The Mellon Sawyer Seminar reconvened February 18th [2017] to make palm leaf manuscripts and experiment with writing on birch bark, the substrate used in the earliest known Buddhist manuscripts. Most of the day was spent at the University of Iowa Center for the Book, making a palm leaf manuscript and learning how to produce writing on the slippery surface of the talipot palm. Jim Canary, Head Conservator at the Lilly Library, Indiana University [Bloomington, IN] led us through the process of making the palm leaf manuscript and scribing on the sheets of palm, which he sourced in his travels in Cambodia and Thailand. Fellow seminar presenters Justin McDaniel [U.Penn] and Richard Salomon [U.Washington] took part in the workshop, adding their observations about manuscript use throughout the day.
We began at the beginning – watching the following video demonstrating the harvest, processing and production of palm by laymen and Buddhist monks.
This video was produced by the Traditional Palm Leaf Manuscripts Preservation Project, Rangiri Technical Centre, Dambulla (2009) on the island nation of Sri Lanka. Dambulla is north east of the city Colombo, where a number of the palm leaf manuscripts in the U.Iowa Special Collections were purchased.
The palm leaves were first trimmed to width, using a template. Two lacing holes were also punched through the palm leaf using the same temple. This worked best for the daylong workshop, but in production in southeast Asia, the palm would be assembled between its wooden covers [for books using posts instead of string for the binding] then trimmed by running a a sharp blade against the covers, and finished by burning the edges with a hot metal rod [see video]. This provides a uniform shape to all the sheets and ensures that it will fit neatly between the wooden covers once it is scribed and ready to be re-bound.
Palm leaf manuscripts are not written upon, but etched into. The surface of the palm is too slick for ink to adhere well to. Instead, the scribe etches/scratches into the surface of the palm using a sharp metal or bamboo stylus. This scratches away the shiny, protective, top layer of the leaf, leaving lines of almost invisibly etched writing. Ink is then rubbed into the etched line, and wiped away, miraculously leaving only the inked writing. We used calligraphy ink, but Justin McDaniel noted [from his time as a Buddhist monk] that the ink used in Thai Buddhist manuscript production comes from the ash of the funerary pyres. Hence, the writing in the books come from human bodies!
Participants spent several hours trimming and punching their palm leaf sheets, inscribing and inking their texts and decorations into the leaves.
Covers were then assembled. These had been pre-cut, holes drilled, and painted, ready for cord to be laced through.

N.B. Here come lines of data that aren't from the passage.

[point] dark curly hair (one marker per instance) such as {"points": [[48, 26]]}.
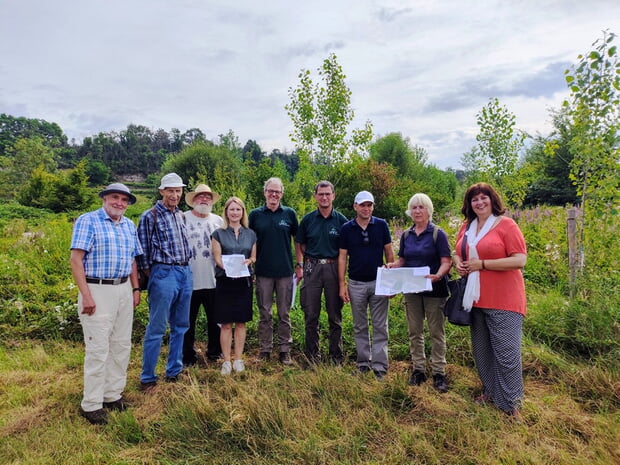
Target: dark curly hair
{"points": [[497, 205]]}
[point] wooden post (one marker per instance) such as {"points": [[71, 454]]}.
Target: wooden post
{"points": [[573, 254]]}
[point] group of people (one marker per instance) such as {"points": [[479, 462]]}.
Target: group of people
{"points": [[198, 258]]}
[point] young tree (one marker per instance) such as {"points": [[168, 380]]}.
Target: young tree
{"points": [[321, 115], [499, 142], [594, 112]]}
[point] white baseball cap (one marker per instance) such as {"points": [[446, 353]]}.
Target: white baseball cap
{"points": [[171, 180], [364, 196]]}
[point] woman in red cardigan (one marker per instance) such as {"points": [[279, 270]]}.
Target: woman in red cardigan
{"points": [[496, 255]]}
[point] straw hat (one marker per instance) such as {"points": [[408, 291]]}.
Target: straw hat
{"points": [[200, 189]]}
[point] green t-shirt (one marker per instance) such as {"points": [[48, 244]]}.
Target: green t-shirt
{"points": [[274, 231], [321, 235]]}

The holes are punched through the palm leaf and sometimes cauterized with a hot poker [like the sides after trimming] and threaded with string or cord to keep leaves together. In some traditions, the whole is not punched, but still remains part of the page layout – with a dot and circle indicating where the hole would be. This is the case with some Tibetan manuscripts produced on paper [see photo below]. Does this reference some original exemplar [on palm leaf], and demonstrate the movement and copying of certain Buddhist texts across Asia?
Kalzang Dorjee Bhutia demonstrated the proper technique for wrapping up a palm leaf manuscript.
Jim Canary then demonstrated how to cut a reed pen and use a Tibetan ink pot.
Participants also learned about preparation of birch bark for writing. The earliest known Buddhist manuscripts from Gandhara [today N. Pakistan] were written on birch bark. Visiting scholar Richard Salomon had given a lecture on these manuscripts the previous day and all were eager to test out this material with newly cut reed pens and ink. Tim Barrett had sourced the birch bark from Michigan and UICB MFA student Johan Solberg painstakingly peeled layers of the bark away to create the proper thickness, flexibility and writing surface. The trick appeared to be to work carefully and slowly and avoid areas with knots from the tree trunk. Thank you Johan!
Reed pens and ink were tested on the birch bark, which has a fine fuzzy surface that quickly absorbs the ink.
Some Tibetan manuscripts from Jim Canary’s collection.
The workshop was preceded the previous day by lectures from Richard Salomon, Justin McDaniel and Jim Canary [all Mellon Sawyer lectures are recorded and available on the website] and a visit to the UI Special Collections to examine their collection of Asian manuscripts.
Justin McDaniel examines materials in UI Special Collections.